Chapter 4: The Agentic AI Stack
Understanding who provides what — and where your effort should focus.
Building an agentic system involves three distinct layers. Clarity on these layers helps you make good "build vs buy" decisions and focus your effort where it creates the most value.
Layer 1: The Model (The Brain)
The large language model provides the core reasoning capability — the ability to understand language, think through problems, and generate responses.
Examples: Claude (Anthropic), GPT-4 (OpenAI), Gemini (Google), Llama (Meta)
You don't build this. You access it via API, paying per use. The model providers have invested billions in training these systems. Your job is to use them effectively, not recreate them.
Layer 2: The Framework/Platform (The Nervous System)
The framework handles everything that turns a model into a functioning agent:
- The agent loop (receive input → reason → act → observe → repeat)
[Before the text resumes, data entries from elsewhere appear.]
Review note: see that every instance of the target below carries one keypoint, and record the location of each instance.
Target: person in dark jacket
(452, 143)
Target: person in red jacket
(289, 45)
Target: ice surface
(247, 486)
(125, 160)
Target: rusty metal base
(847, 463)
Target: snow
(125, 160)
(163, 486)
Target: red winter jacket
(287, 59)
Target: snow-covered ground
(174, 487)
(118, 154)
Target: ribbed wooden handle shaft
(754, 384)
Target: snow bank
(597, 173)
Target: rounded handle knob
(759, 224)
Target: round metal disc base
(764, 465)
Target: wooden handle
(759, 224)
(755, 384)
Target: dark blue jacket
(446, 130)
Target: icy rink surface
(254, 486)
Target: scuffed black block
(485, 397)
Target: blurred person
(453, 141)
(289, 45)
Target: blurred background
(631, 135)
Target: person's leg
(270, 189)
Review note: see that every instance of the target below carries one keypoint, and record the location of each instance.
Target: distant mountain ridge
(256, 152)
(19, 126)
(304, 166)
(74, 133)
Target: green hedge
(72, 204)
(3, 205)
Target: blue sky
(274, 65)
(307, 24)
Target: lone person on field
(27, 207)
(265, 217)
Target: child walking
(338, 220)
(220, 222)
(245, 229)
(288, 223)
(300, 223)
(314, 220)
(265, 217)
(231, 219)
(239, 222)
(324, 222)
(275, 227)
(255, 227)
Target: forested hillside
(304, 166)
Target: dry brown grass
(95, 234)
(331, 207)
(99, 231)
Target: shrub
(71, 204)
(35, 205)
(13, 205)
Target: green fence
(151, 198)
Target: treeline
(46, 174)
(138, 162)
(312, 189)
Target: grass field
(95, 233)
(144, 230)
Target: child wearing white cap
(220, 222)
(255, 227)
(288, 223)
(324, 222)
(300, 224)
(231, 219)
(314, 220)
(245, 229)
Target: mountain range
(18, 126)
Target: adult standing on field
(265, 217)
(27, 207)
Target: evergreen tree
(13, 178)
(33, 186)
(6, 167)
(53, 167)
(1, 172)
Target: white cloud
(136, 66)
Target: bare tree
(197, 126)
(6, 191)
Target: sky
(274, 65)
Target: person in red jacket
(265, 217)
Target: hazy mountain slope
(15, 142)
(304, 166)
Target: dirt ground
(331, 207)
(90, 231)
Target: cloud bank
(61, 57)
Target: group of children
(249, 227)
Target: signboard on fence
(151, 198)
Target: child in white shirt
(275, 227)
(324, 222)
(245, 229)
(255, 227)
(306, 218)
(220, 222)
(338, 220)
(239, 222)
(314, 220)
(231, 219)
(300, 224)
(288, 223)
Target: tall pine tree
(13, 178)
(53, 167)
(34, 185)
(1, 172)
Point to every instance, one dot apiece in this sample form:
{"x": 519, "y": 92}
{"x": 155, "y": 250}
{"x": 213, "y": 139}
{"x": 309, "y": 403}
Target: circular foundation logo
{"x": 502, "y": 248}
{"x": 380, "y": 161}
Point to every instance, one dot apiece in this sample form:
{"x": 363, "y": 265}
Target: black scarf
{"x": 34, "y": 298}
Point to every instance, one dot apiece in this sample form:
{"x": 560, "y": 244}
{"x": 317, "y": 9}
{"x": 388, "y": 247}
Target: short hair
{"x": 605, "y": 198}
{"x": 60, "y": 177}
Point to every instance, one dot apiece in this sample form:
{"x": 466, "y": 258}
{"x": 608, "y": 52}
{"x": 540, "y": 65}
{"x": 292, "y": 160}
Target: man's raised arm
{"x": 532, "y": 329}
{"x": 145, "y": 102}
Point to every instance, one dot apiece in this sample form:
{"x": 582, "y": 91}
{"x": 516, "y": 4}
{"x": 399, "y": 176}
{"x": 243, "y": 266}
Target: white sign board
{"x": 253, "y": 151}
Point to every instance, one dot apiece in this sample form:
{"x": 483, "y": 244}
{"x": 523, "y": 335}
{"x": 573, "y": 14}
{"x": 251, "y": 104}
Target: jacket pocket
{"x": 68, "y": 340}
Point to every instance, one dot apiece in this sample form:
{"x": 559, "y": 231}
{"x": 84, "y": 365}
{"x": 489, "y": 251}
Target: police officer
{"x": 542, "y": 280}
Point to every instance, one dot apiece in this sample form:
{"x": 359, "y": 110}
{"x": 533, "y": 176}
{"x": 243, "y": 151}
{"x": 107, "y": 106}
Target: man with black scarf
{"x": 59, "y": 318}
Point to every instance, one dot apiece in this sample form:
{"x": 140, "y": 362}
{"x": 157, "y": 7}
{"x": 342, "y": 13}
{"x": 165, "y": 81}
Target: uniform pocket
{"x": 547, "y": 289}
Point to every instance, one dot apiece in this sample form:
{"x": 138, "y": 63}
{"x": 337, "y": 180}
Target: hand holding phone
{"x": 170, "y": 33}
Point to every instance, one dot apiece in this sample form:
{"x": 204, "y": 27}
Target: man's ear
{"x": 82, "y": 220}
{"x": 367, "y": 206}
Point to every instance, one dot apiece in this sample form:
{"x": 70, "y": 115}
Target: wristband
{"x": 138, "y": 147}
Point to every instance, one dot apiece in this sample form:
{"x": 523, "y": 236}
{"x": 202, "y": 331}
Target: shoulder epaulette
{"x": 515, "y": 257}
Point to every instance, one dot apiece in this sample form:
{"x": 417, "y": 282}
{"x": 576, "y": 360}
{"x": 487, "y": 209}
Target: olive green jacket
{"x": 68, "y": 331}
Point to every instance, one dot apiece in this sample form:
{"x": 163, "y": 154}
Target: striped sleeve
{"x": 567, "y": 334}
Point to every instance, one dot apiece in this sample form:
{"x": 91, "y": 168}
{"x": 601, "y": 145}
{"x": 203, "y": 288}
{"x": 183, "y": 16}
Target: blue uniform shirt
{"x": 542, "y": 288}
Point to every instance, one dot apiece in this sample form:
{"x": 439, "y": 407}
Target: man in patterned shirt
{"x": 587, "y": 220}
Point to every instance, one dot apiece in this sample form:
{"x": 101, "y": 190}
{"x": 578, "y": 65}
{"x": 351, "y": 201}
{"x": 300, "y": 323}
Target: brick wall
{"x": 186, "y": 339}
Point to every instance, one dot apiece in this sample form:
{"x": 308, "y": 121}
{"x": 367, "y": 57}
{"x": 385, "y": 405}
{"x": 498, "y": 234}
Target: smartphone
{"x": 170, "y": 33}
- Tool definitions and execution
- Memory management
- Integration with external systems
- Error handling and retries
Examples of existing platforms:
- Azure AI Foundry (Microsoft)
- Amazon Bedrock Agents (AWS)
- Google Vertex AI Agents
- Mastra (open-source TypeScript)
- LangChain/LangGraph (open-source Python)
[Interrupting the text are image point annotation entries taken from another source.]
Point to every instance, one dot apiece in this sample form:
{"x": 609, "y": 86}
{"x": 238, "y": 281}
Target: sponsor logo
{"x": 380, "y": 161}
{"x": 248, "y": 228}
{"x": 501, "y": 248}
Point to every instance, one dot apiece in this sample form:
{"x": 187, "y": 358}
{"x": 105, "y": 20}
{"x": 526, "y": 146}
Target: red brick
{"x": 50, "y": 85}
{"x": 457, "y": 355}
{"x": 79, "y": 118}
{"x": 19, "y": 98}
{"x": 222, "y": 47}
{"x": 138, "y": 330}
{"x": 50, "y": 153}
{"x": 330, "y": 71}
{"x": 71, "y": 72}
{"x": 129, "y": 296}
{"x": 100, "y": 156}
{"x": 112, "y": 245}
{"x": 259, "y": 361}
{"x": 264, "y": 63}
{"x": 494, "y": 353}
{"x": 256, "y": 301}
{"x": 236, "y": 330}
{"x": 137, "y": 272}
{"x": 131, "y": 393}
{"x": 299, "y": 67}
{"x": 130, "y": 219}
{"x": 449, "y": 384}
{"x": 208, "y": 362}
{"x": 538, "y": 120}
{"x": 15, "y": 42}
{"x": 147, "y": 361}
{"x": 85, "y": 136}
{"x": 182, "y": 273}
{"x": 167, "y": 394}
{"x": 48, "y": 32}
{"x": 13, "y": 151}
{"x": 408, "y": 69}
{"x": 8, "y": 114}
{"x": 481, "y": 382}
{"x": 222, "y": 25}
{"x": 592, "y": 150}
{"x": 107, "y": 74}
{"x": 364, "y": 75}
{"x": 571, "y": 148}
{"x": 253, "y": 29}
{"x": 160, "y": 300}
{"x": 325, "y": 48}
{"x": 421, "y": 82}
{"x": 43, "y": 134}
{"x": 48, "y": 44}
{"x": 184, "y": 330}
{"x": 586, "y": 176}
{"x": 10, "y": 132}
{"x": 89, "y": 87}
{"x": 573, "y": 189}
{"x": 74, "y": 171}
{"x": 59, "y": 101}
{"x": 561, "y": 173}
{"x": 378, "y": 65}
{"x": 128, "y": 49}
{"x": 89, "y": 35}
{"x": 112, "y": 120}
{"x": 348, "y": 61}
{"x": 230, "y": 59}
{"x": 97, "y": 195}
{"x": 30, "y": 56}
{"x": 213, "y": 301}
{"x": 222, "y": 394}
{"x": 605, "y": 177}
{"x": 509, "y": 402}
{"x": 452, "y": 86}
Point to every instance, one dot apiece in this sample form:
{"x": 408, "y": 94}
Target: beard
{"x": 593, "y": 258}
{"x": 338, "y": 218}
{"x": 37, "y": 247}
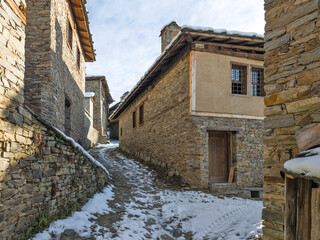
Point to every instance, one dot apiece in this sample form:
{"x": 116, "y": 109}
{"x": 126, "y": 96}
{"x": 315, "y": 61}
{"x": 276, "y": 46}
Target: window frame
{"x": 243, "y": 79}
{"x": 141, "y": 114}
{"x": 260, "y": 84}
{"x": 134, "y": 125}
{"x": 69, "y": 34}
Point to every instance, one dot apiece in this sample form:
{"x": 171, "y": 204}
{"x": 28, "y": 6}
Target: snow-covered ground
{"x": 146, "y": 211}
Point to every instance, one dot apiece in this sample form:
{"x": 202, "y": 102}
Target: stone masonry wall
{"x": 42, "y": 176}
{"x": 52, "y": 74}
{"x": 292, "y": 77}
{"x": 95, "y": 86}
{"x": 167, "y": 135}
{"x": 247, "y": 152}
{"x": 177, "y": 141}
- CrewAI (multi-agent focused)
Or you can build your own. Some organisations write custom code to handle the agent loop, tool execution, and memory. This gives maximum control but requires significant development and maintenance effort.
If you choose to build your own framework — or want to understand what's inside the platforms you're evaluating — the logical architecture typically includes four layers: Interface (how users interact), Orchestration (the agent loop), Core Services (model, tools, memory), and External Systems (what the agent connects to).
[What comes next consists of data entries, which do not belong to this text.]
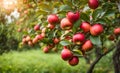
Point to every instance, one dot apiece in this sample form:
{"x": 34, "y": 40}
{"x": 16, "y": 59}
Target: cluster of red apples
{"x": 79, "y": 38}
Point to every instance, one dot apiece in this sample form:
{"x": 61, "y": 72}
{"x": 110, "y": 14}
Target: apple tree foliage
{"x": 58, "y": 24}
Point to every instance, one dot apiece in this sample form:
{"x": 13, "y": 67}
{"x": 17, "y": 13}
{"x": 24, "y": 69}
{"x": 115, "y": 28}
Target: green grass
{"x": 35, "y": 61}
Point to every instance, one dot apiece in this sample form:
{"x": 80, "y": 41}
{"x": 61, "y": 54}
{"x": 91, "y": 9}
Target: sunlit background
{"x": 10, "y": 7}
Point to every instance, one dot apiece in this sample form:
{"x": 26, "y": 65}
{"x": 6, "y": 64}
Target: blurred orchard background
{"x": 33, "y": 34}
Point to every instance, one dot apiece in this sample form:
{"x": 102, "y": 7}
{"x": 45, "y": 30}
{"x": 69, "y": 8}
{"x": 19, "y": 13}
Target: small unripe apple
{"x": 87, "y": 45}
{"x": 96, "y": 29}
{"x": 117, "y": 31}
{"x": 53, "y": 19}
{"x": 66, "y": 54}
{"x": 65, "y": 24}
{"x": 36, "y": 27}
{"x": 56, "y": 40}
{"x": 51, "y": 26}
{"x": 73, "y": 17}
{"x": 78, "y": 38}
{"x": 46, "y": 49}
{"x": 93, "y": 4}
{"x": 73, "y": 61}
{"x": 85, "y": 26}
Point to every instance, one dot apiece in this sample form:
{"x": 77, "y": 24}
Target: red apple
{"x": 39, "y": 37}
{"x": 73, "y": 17}
{"x": 56, "y": 40}
{"x": 111, "y": 37}
{"x": 43, "y": 30}
{"x": 36, "y": 27}
{"x": 117, "y": 31}
{"x": 93, "y": 4}
{"x": 51, "y": 26}
{"x": 46, "y": 49}
{"x": 24, "y": 41}
{"x": 43, "y": 35}
{"x": 30, "y": 43}
{"x": 66, "y": 54}
{"x": 35, "y": 40}
{"x": 85, "y": 26}
{"x": 87, "y": 46}
{"x": 28, "y": 38}
{"x": 78, "y": 38}
{"x": 65, "y": 24}
{"x": 73, "y": 61}
{"x": 53, "y": 19}
{"x": 96, "y": 29}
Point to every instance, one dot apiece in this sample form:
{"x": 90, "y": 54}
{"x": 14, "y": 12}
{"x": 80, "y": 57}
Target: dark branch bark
{"x": 116, "y": 59}
{"x": 90, "y": 70}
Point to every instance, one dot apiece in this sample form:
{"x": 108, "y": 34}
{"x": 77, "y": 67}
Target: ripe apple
{"x": 73, "y": 61}
{"x": 96, "y": 29}
{"x": 65, "y": 24}
{"x": 30, "y": 43}
{"x": 87, "y": 45}
{"x": 117, "y": 31}
{"x": 93, "y": 4}
{"x": 46, "y": 49}
{"x": 43, "y": 35}
{"x": 85, "y": 26}
{"x": 78, "y": 38}
{"x": 39, "y": 37}
{"x": 24, "y": 41}
{"x": 51, "y": 26}
{"x": 35, "y": 40}
{"x": 36, "y": 27}
{"x": 56, "y": 40}
{"x": 73, "y": 17}
{"x": 111, "y": 37}
{"x": 43, "y": 30}
{"x": 66, "y": 54}
{"x": 53, "y": 19}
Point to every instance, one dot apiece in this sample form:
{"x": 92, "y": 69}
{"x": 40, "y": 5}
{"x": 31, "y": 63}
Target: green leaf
{"x": 84, "y": 16}
{"x": 97, "y": 13}
{"x": 96, "y": 40}
{"x": 78, "y": 52}
{"x": 110, "y": 13}
{"x": 76, "y": 25}
{"x": 108, "y": 44}
{"x": 65, "y": 8}
{"x": 65, "y": 43}
{"x": 101, "y": 21}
→ See Addendum: Agentic AI Framework Architecture
Layer 3: The DNA (The Identity)
The DNA — instructions plus knowledge — is what transforms a generic agent into a specialist. This is where your unique value lives.
This is what you design and configure. Regardless of which model or platform you use, the DNA is yours. It's the IP that makes your agent valuable for your specific business context.
Where Should You Focus?
For most organisations, the answer is clear:
| Layer | Approach | Rationale |
|---|---|---|
| Layer 1: Model | Rent | Use a commercial model via API |
| Layer 2: Platform | Buy | Use an existing platform or framework |
| Layer 3: DNA | Build | Invest your effort in designing great DNA |
The model providers are spending billions on Layer 1. Platform providers are competing fiercely on Layer 2. Neither of these is where you'll differentiate.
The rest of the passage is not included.